Staff and volunteers must be cultivated and supported -- that's how
loyalty
and passion are developed, and I believe they pay
dividends in
productivity
and recruitment.
Brian, I'd be interested to hear how volunteers could be cultivated and
supported. We felt under attack by the Foundation until Lila arrived, and I
think a lot of editors are grateful to her for having improved that
relationship. But not feeling attacked isn't the same as feeling supported.

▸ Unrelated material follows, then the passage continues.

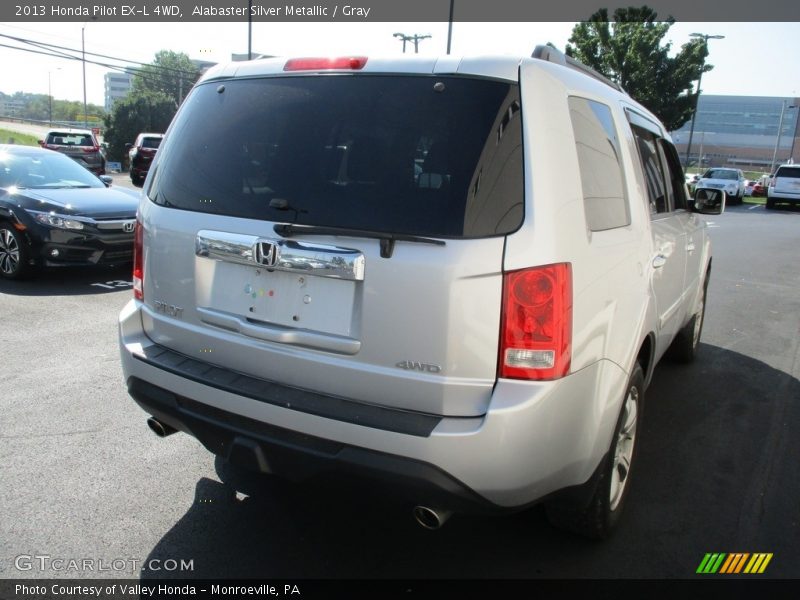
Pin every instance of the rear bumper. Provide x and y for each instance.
(536, 438)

The Foundation often boasts that it only has around
200 employees, but the
truth is that it has an enormous unpaid workforce. Most of us don't go to
meet-ups, so we don't even see travel expenses. We're grateful if we can
get a free JSTOR subscription.
Sue Gardner once declared that the Foundation would never pay for content,
which was a blow to those of us who produce it. Unpaid workers with
technical skills might one day be paid, but if your skills are editorial,
forget it. That very much supports the idea that the Foundation is a tech
organization and not an educational one.
So – how does a tech organization nurture and support its unpaid workforce
of mostly writers and researchers?
Excellent questions, and important ones for WMF and the wider Wikimedia
movement to explore and answer.
I think first we have to ask: why did many people feel attacked or in
unwanted adversarial positions before (both among volunteers, and among
staff)? What sort of interactions and behavior were seen as problematic,
and what led up to them?
Second we have to ask: given that several people on this list have
described improved relationships with staff in the last year or so, what
has actually changed in those interactions, and what can we do to make sure
we keep doing well?
Third we have to ask: what do our volunteer editors, module writers,
template tweakers, copyright divers, and library researchers need to
further the mission that they don't already have, and what can WMF do to
help them?
I know I'm answering questions with questions, but I think that's where we
stand; I do not have a "do this" answer to give beyond listening and
adjusting our behavior based on what we hear. I suspect that folks who have
worked on the 'product' side of WMF in talking to users about our software
projects have already been learning some of these lessons, but it's
important that we document and retain that knowledge and make it a
deliberate part of how WMF operates.
In that third subquestion is an implicit decision point, which is the crux:
"what can WMF do to help them?" can only be answered within the context of
what monetary and human "resources" the company has available or believes
it can develop.
It may well be that the answer is "WMF concentrates on building and
operating the tech that content-contributing Wikimedians use to accomplish
amazing things" while things like coordinating activity in specific content
areas is managed by other organizations -- I've seen people cite the Wiki
Education Foundation which helps organize professor & student activity as
being a good example of this sort of work going on, though I have to admit
I'm not intimately familiar with them.
I would personally love to see people employed to do serious content work,
and I'd rather see them supported through educationally-minded institutions
than be hired by random PR firms to work on their clients' articles. I
don't know whether that's politically feasible through WMF now or in the
future, but I also think it's important that the WMF not be seen as the
only funding game in town either.
That, too, might need further thinking about how we fundraise as a movement.